The second criticism is that independent committees were tried under the 17th and 19th amendments and failed. What is the basis for this broad statement?
While I was at the Ministry of Economic Reforms in 2004, I compiled and transmitted to the Constitutional Council the files of the first appointed by the competent minister to the Public Services Commission, including what appeared to me to be a file on a person. unfit. I was satisfied when the decision was to appoint everyone except this person, who I considered clearly unqualified. By this practical measure, the system worked. The flaw was that rejection rates or details were not released, leaving room for speculation that the Constitutional Council was a buffer under the 17th Amendment. But if it was just a stamp, why was President Mahinda Rajapaksa so opposed?

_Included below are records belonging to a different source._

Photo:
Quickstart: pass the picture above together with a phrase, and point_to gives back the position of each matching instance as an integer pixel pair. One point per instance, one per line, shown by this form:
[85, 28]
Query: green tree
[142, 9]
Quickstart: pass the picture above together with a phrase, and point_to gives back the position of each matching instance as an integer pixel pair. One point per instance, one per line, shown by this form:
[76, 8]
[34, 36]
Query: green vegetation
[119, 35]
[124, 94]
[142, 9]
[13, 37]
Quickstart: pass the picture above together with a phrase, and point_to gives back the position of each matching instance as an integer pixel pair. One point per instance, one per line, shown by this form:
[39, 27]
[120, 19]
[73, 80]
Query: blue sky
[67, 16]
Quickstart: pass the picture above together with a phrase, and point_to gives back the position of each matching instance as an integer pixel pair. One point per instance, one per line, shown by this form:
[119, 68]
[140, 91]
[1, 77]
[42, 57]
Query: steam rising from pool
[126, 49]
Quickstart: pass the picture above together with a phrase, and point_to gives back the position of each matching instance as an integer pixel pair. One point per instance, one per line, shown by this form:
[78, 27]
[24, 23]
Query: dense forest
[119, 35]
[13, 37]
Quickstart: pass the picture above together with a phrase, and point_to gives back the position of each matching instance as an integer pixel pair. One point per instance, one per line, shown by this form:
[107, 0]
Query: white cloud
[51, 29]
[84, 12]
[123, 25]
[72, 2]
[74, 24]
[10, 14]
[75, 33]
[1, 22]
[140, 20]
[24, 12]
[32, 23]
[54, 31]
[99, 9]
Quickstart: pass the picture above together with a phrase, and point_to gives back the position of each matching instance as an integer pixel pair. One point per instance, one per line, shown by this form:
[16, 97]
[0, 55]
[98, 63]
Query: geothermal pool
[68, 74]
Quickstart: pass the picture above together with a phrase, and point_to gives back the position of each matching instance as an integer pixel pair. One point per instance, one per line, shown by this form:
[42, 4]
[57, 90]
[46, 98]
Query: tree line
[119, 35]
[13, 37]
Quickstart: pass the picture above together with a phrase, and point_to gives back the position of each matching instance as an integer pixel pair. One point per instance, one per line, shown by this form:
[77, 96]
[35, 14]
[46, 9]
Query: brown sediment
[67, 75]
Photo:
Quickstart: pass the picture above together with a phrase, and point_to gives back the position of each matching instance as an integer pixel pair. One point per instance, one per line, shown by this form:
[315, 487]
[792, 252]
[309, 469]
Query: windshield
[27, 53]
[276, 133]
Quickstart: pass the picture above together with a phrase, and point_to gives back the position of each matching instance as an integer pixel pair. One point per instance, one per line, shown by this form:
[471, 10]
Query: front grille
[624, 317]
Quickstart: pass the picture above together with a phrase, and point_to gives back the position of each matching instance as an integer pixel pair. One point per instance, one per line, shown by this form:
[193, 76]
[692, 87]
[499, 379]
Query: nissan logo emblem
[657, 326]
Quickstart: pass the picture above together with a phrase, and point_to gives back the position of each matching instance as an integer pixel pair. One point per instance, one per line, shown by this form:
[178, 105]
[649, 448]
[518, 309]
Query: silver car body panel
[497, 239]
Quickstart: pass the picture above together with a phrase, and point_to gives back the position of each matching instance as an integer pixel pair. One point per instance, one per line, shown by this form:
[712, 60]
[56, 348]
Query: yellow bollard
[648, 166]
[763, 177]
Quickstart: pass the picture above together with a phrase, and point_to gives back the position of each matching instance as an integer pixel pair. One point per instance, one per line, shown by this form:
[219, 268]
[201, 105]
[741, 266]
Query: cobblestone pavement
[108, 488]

Under the 19th Amendment, it was common knowledge that some appointments did not go beyond the Constitutional Council. So what was he relying on to claim that the Constitutional Council’s appointment procedures were flawed and / or that the independent commissions had failed? Was it because the appointees did not get personal approval from Victor Ivan? Personally, I didn’t like everyone who was appointed to the Public Services Commission in 2004. But that didn’t mean the process was flawed. It would only have been at fault if a person who clearly did not meet the criteria set out in the relevant legislation succeeded. Meeting the approval of various commentators is not a criterion.
Is the criticism valid?
Thus, it seems that the criticisms of the proposal to create independent commissions and appointment procedures centered on the Constitutional Council lack merit. Elements of the rant such as claims that no country has moved from a presidential system to a parliamentary system and that the Second Chamber can ensure that appropriate appointments are made to important leadership positions suggest that the critics are based on lack of knowledge and / or confused thinking.
Bangladesh, our neighbor, creditor and member of SAARC, went from a parliamentary system to a presidential system in 1975 and back to a parliamentary system in 1991. These facts are readily available to anyone on the Internet. Anyway, what’s the point that is done? Do we have to stay with the obviously dysfunctional presidential system, because no one has made the transition before?
It is curious why a second chamber which has been specifically proposed by the NMSJ to improve coordination between the center and the provinces and which will be made up of people elected by the provincial councils is considered capable of ensuring high appointments. quality made to important central government bodies. After berating the NMSJ for proposing independent committees, Ivan continues, âIf there is an effective Senate, then standing committees will only be needed for a few areas, such as elections, civil service, justice, law, etc. audit and anti-corruption probes. All other sections can be covered by the Senate â, thus negating its central point.
First, what would be the special competence of a second chamber appointed by the provincial councils to ensure that qualified and impartial people are appointed to senior decision-making positions in the hub organizations?
Second, why are âstanding committeesâ compatible with the flexible parliamentary system, but not the independent committees that we propose? Doesn’t that raise the question of how the appointments to these commissions will be made? Will they be rendered by Cabinet (fully accountable to Parliament, as it understands)? What was the record of cabinet appointments under the 1972 and 1978 Constitutions? Hasn’t this method been tried and failed? Doesn’t this bring the loop back to the need for a higher appointing / approving authority such as the Constitutional Council?